Predrag “Pedja” Stojicic, the course instructor and a faculty affiliate at the FXB Center for Health and Human Rights, said such storytelling helps bridge the disconnect between academic work in public health and its implementation in society.
“We help students make their own values explicit in order to create personal and collective agency,” he said. “They learn to build an emotional connection with people to translate public health science into an ability to do things.”
Students are embracing the storytelling challenge. In three years, HPM 562, “Narrative Leadership: Using Storytelling to Mobilize Collective Action in Public Health,” has grown from a small pilot project to a class now capped at 50 students focused on engaging hearts and minds to improve health.
Students learn to craft a public narrative that can inspire collective support for a call to action. First, a student identifies the core values that led them to pursue public health and shares that in story form, known as the story of self. Second, they identify and tell the story of the values of the community they aim to impact, known as the story of us. And finally, they weave these elements together to produce an integrated call-to-action story, known as the story of now.

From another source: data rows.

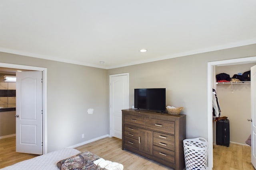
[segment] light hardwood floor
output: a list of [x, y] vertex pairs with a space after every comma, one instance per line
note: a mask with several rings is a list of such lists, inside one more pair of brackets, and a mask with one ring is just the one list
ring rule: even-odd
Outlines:
[[[0, 168], [37, 155], [15, 152], [15, 137], [0, 139]], [[122, 141], [107, 137], [78, 147], [81, 152], [90, 151], [106, 160], [124, 165], [124, 170], [171, 170], [143, 156], [122, 150]], [[230, 143], [228, 147], [214, 145], [213, 170], [255, 170], [250, 163], [250, 147]]]
[[251, 147], [230, 143], [229, 147], [214, 145], [213, 170], [255, 170], [251, 163]]
[[16, 137], [0, 139], [0, 168], [38, 156], [16, 152]]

The public narratives are an eclectic mix. One recent student called on colleagues to adopt a more strategic approach to tackling pressing public health issues. Another student called for more humane nurse-to-patient staffing ratios. A third called for heightened protections for queer-identifying students in public schools. These calls to action help students learn a narrative framework that can be used throughout their public health careers.
Opening yourself to big questions
Years ago, Stojicic took an online course with Harvard Kennedy School professor Marshall Ganz, who popularized narrative leadership as a tool in community organizing and social movements. As a young physician in Belgrade, Stojicic was struggling against corruption in health care. He learned to ask his fellow organizers to articulate the values behind their work against corruption, always leaving them with: “Can you tell us that through story?”

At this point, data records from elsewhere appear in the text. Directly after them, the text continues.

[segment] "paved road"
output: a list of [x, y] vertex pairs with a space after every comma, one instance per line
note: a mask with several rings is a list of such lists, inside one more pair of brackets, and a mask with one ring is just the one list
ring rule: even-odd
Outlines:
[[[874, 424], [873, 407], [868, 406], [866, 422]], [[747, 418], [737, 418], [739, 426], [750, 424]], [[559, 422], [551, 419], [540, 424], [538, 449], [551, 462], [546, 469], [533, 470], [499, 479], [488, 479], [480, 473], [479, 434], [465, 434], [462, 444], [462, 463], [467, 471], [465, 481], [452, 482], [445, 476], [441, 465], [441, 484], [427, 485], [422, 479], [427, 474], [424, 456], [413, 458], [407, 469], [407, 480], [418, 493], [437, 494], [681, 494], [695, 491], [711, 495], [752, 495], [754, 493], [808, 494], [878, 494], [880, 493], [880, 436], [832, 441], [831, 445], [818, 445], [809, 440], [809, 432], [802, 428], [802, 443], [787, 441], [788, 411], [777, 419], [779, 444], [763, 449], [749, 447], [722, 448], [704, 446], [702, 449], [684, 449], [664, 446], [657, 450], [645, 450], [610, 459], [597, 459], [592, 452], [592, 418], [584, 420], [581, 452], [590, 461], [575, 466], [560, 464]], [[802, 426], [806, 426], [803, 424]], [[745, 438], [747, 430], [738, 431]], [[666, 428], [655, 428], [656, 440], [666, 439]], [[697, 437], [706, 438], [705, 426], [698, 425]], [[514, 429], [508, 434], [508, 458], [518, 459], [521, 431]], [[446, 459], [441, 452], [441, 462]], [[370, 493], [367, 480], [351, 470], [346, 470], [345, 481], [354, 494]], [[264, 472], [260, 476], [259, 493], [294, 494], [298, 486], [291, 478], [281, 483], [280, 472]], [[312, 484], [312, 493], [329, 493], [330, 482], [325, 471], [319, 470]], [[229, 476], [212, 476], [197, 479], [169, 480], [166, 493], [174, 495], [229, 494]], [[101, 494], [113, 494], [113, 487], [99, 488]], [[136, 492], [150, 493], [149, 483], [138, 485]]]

“The moment we started applying public narrative in our anti-corruption campaigns in Serbia, it was magical. We learned to lead and to inspire collective action through the power of story,” he said.
Now his students are learning to harness the same powerful tools.
Hailey Hernandez, MPH ’23, said her time as a student and teaching fellow in HPM 562 enabled her to clearly identify why she cares so much about the health of marginalized communities, leading her to call on her classmates and colleagues to tackle problems in public health in targeted ways. Hernandez was the student speaker at Harvard Chan School’s 2023 Convocation.
“The course is a transformative experience because it gives you the time and space to reset. Many of us knew even as kids what we wanted to do and why we wanted to do it,” she said. “The course is about unlocking this natural storytelling ability in people. You look at yourself, and then you look at the world around you and what you’re doing, and you connect the dots.”
Stojicic said students learn to identify the authentic values that motivate the work they do in public health. “It’s about opening yourself to big questions: What is the reason why I care about these things?” Stojicic said.
Connecting heart and mind
Kiran Zindani, MPH ’24, took the class last fall. After serving as a nurse through the COVID-19 pandemic, she enrolled at Harvard Chan School to transition to the business side of health care and make an impact on a broader scale.
In the course, Zindani explored her background as a Pakistani and an American and the difficulties involved in choosing nursing rather than medicine in a culture where the latter is more highly valued. She explored the idea of holding multiple identities and multiple values at the same time, producing a final public narrative that brought people into the fast-paced nature of nursing and the life and death situations she dealt with during COVID-19, while also calling for mandated nurse-to-patient staffing ratios in hospitals.
“I really did leave it all on the table,” said Zindani. “The power of the course for me was that I stopped trying to mold what I write into this idea of what I thought people expected of me—whether it was my family, my community, my school, my jobs. Moving forward as a leader leaving Harvard Chan School, I’m not scared to be myself anymore.”
For Nick Birk, a first-year doctoral student in biostatistics, the structured reflection around what motivates him was extremely helpful. For his story of self, Birk wrote about discovering he was gay while growing up in Texas and the trials involved in navigating his sexuality in a hostile environment. For his story of us, he wrote about the values around equity and inclusion that unite public health students. For his story of now, he called for public high school administrators to create supports for queer-identifying students.
“This course helped me remember why I’m here and what I believe in,” Birk said. “Now I know how to use narrative storytelling to put my academic work in context and communicate it in a way that inspires action. And I learned that to do that well, you have to step back and remember what motivates you.”